Commentary

Video

Dr Westin on PFS Benefit With DUO-E Regimen Across Histologic and Molecular pMMR Endometrial Cancer Subgroups

Shannon Westin, MD, MPH, FACOG, discusses the efficacy of durvalumab plus chemotherapy and olaparib in pMMR recurrent endometrial cancer.

“The take-home message is that there’s not a population, at least at this point, that we can tease out and [deem] the population that needs olaparib right now. It seems that benefit with [the addition of olaparib maintenance to durvalumab and chemotherapy] was observed across all the subgroups. I do think there’s a population that benefits more…[but] it has yet to be determined."

Shannon Westin, MD, MPH, FACOG, the director of Early Drug Development and the Phase I Trials Department, and a professor in the Department of Gynecologic Oncology and Reproductive Medicine, Division of Surgery, at The University of Texas MD Anderson Cancer Center, discusses findings from a post hoc exploratory analysis of phase 3 DUO-E trial (NCT04269200) evaluating biomarker and histological heterogeneity, the presence of baseline ctDNA, and efficacy in patients with pMMR recurrent endometrial cancer receiving durvalumab (Imfinzi) with or without olaparib (Lynparza) plus chemotherapy.

Previously, the randomized, placebo-controlled, double-blind DUO-E study, which included patients with newly diagnosed stage III/IV or recurrent endometrial cancer and known mismatch repair status, met its dual primary end points of progression-free survival (PFS) within the intention-to-treat population with regard to chemotherapy plus durvalumab (n = 238) vs chemotherapy (n = 241) and chemotherapy plus durvalumab and olaparib (n = 239) vs chemotherapy. The respective hazard ratios in these two groups were 0.71 (95% CI, 0.57-0.89; P = .003) and 0.55 (95% CI, 0.43-0.69; P < .0001).

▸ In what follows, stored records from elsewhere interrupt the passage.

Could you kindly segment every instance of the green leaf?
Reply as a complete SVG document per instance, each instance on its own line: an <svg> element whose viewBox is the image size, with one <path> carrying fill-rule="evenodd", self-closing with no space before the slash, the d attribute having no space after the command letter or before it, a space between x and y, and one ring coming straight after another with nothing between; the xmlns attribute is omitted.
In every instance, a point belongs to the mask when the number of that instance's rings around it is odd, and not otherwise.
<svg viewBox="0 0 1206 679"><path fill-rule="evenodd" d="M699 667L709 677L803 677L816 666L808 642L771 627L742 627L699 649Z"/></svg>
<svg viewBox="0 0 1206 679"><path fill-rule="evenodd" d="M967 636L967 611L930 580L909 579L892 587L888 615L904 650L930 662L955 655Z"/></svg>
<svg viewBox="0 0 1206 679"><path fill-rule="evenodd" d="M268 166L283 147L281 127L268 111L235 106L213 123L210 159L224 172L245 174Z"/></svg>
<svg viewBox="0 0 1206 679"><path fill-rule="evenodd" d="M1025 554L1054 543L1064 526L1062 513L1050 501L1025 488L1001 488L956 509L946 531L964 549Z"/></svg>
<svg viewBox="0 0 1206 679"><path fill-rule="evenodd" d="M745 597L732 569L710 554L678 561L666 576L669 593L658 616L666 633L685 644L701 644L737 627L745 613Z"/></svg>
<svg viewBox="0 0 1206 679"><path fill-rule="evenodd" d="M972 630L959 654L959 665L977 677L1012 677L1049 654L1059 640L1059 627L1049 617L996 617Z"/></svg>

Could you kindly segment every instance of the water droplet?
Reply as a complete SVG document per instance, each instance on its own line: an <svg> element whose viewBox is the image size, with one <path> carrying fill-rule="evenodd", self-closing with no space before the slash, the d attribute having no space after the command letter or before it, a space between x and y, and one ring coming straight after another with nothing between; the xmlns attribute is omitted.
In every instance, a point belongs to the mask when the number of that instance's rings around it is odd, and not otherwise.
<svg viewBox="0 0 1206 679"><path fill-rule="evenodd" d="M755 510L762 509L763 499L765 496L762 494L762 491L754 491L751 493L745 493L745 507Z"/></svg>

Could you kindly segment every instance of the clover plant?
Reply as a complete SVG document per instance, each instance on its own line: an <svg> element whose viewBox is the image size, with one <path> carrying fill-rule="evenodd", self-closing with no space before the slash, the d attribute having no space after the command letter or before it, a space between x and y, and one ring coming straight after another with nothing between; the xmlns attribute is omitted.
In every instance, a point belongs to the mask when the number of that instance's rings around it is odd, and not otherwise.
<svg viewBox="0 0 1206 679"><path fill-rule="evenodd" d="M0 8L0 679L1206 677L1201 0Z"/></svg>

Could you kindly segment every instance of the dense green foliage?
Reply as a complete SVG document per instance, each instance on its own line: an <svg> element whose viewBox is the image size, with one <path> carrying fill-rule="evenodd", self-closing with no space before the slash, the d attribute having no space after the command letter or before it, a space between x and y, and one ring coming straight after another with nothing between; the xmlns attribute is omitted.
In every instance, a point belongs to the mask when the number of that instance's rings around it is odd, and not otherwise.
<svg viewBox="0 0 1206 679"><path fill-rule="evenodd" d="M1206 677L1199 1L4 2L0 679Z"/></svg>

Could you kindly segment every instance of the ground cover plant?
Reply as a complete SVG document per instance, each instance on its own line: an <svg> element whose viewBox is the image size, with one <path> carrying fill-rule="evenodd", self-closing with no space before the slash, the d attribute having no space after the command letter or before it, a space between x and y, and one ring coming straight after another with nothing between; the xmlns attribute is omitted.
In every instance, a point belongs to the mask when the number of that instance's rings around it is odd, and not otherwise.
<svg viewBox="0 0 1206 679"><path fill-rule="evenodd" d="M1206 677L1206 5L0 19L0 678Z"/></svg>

At the 2025 SGO Annual Meeting on Women’s Cancers, Westin shared findings from post hoc exploratory analyses of relevant clinical markers. In the subpopulation of patients with mismatch repair–proficient disease (n = 575), 84% were positive for at least one biomarker. The most prevalent biomarkers were PD-L1 positivity (67%) and TP53 mutations (59%), Westin said. She added that this was the population that had the highest level of molecular aberrations and that PD-L1 positivity and TP53 mutation status were concordant in about 44% of patients.

Moreover, 21% of patients had homologous recombination repair mutations and 8% had BRCA mutations. Twenty-seven percent of patients had serous tumors. According to Westin, TP53 mutations and serous-type cancer are often linked together, but that is not always the case. Several other histologies can also harbor TP53 mutations, which underscores that molecular assessments are needed just as much as pathologic assessments, she added.

Data showed that in the population with one of these molecular aberrations positive, the addition of durvalumab to chemotherapy led to a consistent benefit over chemotherapy alone. An additive potential PFS benefit with olaparib plus durvalumab/chemotherapy was also reported, and these benefits were observed across subtypes. To date, it is difficult to determine which population definitely needs olaparib, but Westin does think there is a population that benefits more. She concluded by saying that further studies are needed to elucidate the remaining questions.